Malaikat Mikail adalah termasuk salah satu diantara 4 Malaikat yang menjadi pembesar seluruh Malaikat. Dalam sebuah sumber dinyatakan bahwa ia diciptakan oleh Allah Swt, sesudah Malaikat Israfil dengan selisih kira-kira 500 tahun lamanya. Seluruh anggota tubuhnya terbuat dari nur (cahaya) dan berbulu za’faran. Yang istimewa, ada satu juta wajah diatas setiap bulu-bulu yang dimilikinya. Dan setiap wajah memiliki sejuta mata. Padahal, tiap mata yang ada senantiasa menangis untuk memohon rahmat bagi orang-orang mukmin yang berdosa. Di samping itu, kelebihan yang dimiliki adalah tiap wajah mempunyai mulut sebanyak 1 juta, yang mana mulut tersebut memiliki lidah dengan jumlah yang sama dan menguasai satu juta macam bahasa. Padahal setiap lisan yang dimiliki membaca istighfar untuk orang-orang mukmin yang berdosa. Dari sekian banyak mata yang ada, maka senantiasa meneteskan air mata sejumlah tujuh ribu tetesan. Lalu dari tiap tetesan air mata itu ALLAH menciptakan malaikat sejenis yang serupa dengan bentuk Malaikat Mikail. Tugas mereka adalah membaca tasbih hingga hari Kiamat. Mereka itu bernama KARUBIYUN. Di samping bertasbih, mereka juga memiliki tugas sebagai pembantu Malaikat Mikail menjalankan tugas, yaitu membagi hujan, menjaga tumbuh-tumbuhan, buah-buahan, serta membagi rizeki. Dan sebutkan dalam sebuah keterangan, untuk menjaga kelangsungan kehidupan makhluk di dalam laut, buah – buahan di pohon maupun tumbuh – tumbuhan yang berada di atas bumi, maka ALLAH mengutus seorang malaikat untuk menjaganya. Jadi, satu butir buah misalnya akan senantiasa dijaga oleh seorang malaikat. Disamping bertugas membagi rezeki dan hujan, Malaikat Mikail juga sering mendampingi Malaikat Jibril dalam menjalankan tugas – tugasnya. Di antara tugas yang pernah dilakukan bersama Malaikat Jibril adalah :

A. Ketika Malaikat jibril menjalankan tugas membelah dada Nabi muhammad Saw. Untuk dicuci hatinya karna akan diisi dengan iman, islam, yakin dan sifat hilim. Ketika itu peran Malaikat Mikail tidak kalah penting. Beliaulah yang mengambil air Al-Kautsar (air zam-zam) untuk akhirnya dijadikan sebagai pencuci hati Nabi Muhammad Saw.

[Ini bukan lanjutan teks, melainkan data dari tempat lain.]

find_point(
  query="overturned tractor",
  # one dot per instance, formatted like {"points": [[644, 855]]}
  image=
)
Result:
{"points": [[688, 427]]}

B. Saat Nabi Muhammad Saw. mendapat kepercayaan untuk melakukan ISRA’ dan Mi’raj, Malaikat Mikail besama Jibril ikut mendampingi beliau selama perjalanan.

C. Malaikat Mikail juga sebagai pesuruh ALLAH untuk menyampaikan lembaran kepada Malaikat Maut. Dalam lembaran itu tertulis sangat detail nama, tempat, dan sebab musabab pencabutan nyawa bagi orang yang di maksud.